Smoke hung over parts of the capital, opposition activists said.
The renewed fighting in Damascus appeared to dash the faint hopes of peace talks in the almost 2-year-old conflict. Neither side has agreed on any dialogue, despite conditional offers from representatives of the opposition and the government of President Bashar Assad.
Late Wednesday, it was unclear whether either side had pushed forward or whether the government and rebels had managed to hold their positions in and around Damascus.
Opposition activists said rebel militias had launched coordinated attacks on checkpoints and other government-controlled positions in what some termed a final battle for the capital.
The government media office said the military had inflicted "heavy losses" on "terrorists," its standard term for armed rebels.
Central Damascus has been securely in government hands since late summer.
There was no immediate word on the total number of casualties.

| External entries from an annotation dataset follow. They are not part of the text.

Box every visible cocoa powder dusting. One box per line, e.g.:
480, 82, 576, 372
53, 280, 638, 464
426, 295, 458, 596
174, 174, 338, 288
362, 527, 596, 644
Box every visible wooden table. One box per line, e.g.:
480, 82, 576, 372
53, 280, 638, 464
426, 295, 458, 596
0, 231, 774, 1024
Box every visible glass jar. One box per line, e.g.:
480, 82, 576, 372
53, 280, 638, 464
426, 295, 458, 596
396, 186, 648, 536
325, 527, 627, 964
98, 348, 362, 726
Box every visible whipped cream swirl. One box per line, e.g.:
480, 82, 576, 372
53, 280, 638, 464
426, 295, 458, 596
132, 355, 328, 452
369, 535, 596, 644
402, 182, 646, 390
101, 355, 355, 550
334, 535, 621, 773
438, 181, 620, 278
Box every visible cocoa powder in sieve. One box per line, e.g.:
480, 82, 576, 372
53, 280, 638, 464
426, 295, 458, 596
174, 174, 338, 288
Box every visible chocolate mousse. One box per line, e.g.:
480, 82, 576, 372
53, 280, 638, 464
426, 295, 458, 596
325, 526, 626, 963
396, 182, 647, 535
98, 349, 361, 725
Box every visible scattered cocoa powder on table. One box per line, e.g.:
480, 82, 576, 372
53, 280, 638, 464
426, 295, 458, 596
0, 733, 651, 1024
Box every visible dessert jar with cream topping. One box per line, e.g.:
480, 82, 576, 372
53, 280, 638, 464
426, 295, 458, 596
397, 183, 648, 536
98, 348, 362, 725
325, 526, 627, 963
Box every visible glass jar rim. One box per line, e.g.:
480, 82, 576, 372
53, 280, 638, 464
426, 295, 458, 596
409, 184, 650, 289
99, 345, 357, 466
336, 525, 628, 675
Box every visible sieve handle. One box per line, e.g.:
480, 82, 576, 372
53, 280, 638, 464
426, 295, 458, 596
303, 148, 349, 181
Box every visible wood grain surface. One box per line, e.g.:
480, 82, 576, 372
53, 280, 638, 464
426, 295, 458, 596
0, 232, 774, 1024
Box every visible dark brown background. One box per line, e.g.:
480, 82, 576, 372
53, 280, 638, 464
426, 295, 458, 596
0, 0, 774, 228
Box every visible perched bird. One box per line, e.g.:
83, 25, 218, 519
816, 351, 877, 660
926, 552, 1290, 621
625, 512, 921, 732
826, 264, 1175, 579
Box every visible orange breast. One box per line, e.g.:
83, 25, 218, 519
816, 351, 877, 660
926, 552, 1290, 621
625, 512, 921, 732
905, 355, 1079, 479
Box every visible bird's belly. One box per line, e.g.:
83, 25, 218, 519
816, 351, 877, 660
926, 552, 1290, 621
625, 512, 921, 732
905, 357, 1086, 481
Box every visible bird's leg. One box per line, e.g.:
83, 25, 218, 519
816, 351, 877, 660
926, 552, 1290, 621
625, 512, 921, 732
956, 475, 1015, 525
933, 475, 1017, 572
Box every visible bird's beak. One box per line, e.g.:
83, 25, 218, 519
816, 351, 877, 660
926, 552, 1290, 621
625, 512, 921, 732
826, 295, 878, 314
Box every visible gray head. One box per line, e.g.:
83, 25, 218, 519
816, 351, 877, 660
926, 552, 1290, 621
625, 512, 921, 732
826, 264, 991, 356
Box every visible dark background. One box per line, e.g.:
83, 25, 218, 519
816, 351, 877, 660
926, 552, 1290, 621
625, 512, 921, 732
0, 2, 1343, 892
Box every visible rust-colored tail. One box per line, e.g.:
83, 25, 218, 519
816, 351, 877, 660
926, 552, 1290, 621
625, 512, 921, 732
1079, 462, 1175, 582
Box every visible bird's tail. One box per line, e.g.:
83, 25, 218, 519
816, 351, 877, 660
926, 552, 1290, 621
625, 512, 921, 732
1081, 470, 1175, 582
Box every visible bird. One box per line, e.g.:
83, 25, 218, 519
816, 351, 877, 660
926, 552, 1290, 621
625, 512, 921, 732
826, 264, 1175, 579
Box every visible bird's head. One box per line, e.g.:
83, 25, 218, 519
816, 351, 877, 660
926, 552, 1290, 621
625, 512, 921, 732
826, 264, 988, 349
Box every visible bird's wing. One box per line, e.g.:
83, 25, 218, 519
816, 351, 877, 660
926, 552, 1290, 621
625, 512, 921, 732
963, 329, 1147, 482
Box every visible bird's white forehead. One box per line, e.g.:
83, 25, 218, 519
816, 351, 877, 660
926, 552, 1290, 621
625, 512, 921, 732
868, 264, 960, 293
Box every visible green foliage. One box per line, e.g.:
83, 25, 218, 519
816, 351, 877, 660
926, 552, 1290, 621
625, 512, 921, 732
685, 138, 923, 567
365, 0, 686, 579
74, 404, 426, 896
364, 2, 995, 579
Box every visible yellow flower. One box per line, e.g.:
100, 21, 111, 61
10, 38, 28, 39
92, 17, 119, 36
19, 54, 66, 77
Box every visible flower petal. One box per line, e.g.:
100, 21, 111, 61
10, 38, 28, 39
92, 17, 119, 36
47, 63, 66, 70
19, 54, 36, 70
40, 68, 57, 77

Split shows at Muslim summit: An Islamic summit that opened Wednesday in Cairo showed the multiple divisions within the Muslim and Arab worlds, with conflicting approaches to the Syrian civil war exposing the Sunni-Shiite sectarian fault lines that have torn the region for years.
Egypt's Islamist leader, President Mohammed Morsi, sharply criticized President Bashar Assad's embattled regime in his address to the two-day summit, though he made only an indirect call for the Syrian leader to step down.
The conflict in Syria has been deeply divisive in the Middle East, pitting a largely Sunni opposition against a regime dominated by Assad's Alawite minority, a heterodox offshoot of Shiite Islam. Sunni nations such as Egypt, Saudi Arabia and Turkey are behind the rebels, while Shiite heavyweight Iran is Damascus' closest regional ally.
Information from the Associated Press was used in this report.